Gunmen take 50 security workers hostage as violence escalates
Gunmen dressed in the uniforms of Iraqi policemen have stormed the offices of a private business in Baghdad, kidnapping up to 50 workers and bringing yet more chaos to a city in the grip of bloody sectarian conflict.
The unidentified group launched its attack on the al-Rawafid security firm in broad daylight yesterday afternoon and seized dozens of employees, including former members of Saddam Hussein's security forces.
The company, whose owner was among those abducted, is one of dozens providing protection for businesses and other clients in the war-ravaged country and is located in Zayouna, a volatile mixed Sunni-Shiite neighbourhood in east Baghdad.
The mass kidnapping came soon after the bodies of 18 men - bound, blindfolded and strangled - were found dumped in a predominantly Sunni Arab district of the capital, apparent victims of the sectarian turmoil gathering pace in Iraq since the bombing of a renowned Shia shrine last month.
Senior officials, aware of the potential for sectarian anger were it to become clear all were either Sunni or Shi'ite Muslims, made no formal comment on the religious identities of the dead. The bodies had been left in an abandoned minibus near the Sunni insurgent stronghold of Amiriyah in western Baghdad.
Found by US troops on Tuesday night, the men had all been garrotted, while two had been shot and the others strangled, according to hospital sources. "We found a rope round the neck of one of the [18] victims," doctors told Reuters.
In another gruesome discovery, two more bodies were found dumped, tied up and bullet-ridden, in the east of the city. Their identities were unknown.
Iraq has seen a resurgence of sectarian violence since an attack on Samarra's golden shrine on February 22 sparked fury among the country's Shiite population and a wave of reprisal killings which has claimed the lives of more than 400 people.
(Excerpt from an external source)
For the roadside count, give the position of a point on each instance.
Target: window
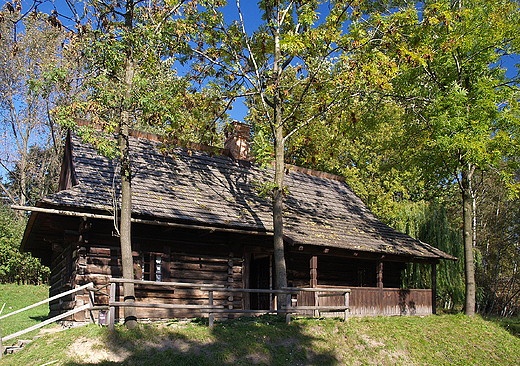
(151, 264)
The surge in bloodshed has provoked fears of civil war and deepened the mutual suspicion between the country's majority Shi'ite Muslims and minority Sunnis.
Iraq's Shi'ite interior minister, loathed by many Sunnis who accuse him of condoning death squads run from within his ministry, yesterday escaped an apparent assassination attempt when a roadside bomb blasted his convoy and killed two people. Minister Bayan Jabor, a former leader of Sciri's Badr Brigade militia, one of the main groups accused of carrying out sectarian killings against Sunnis, was not in his car.
The US State Department yesterday acknowledged that 2005 had seen an increase in the numbers of reported killings by the Iraqi government. It also admitted that members of sectarian militias dominated many police units.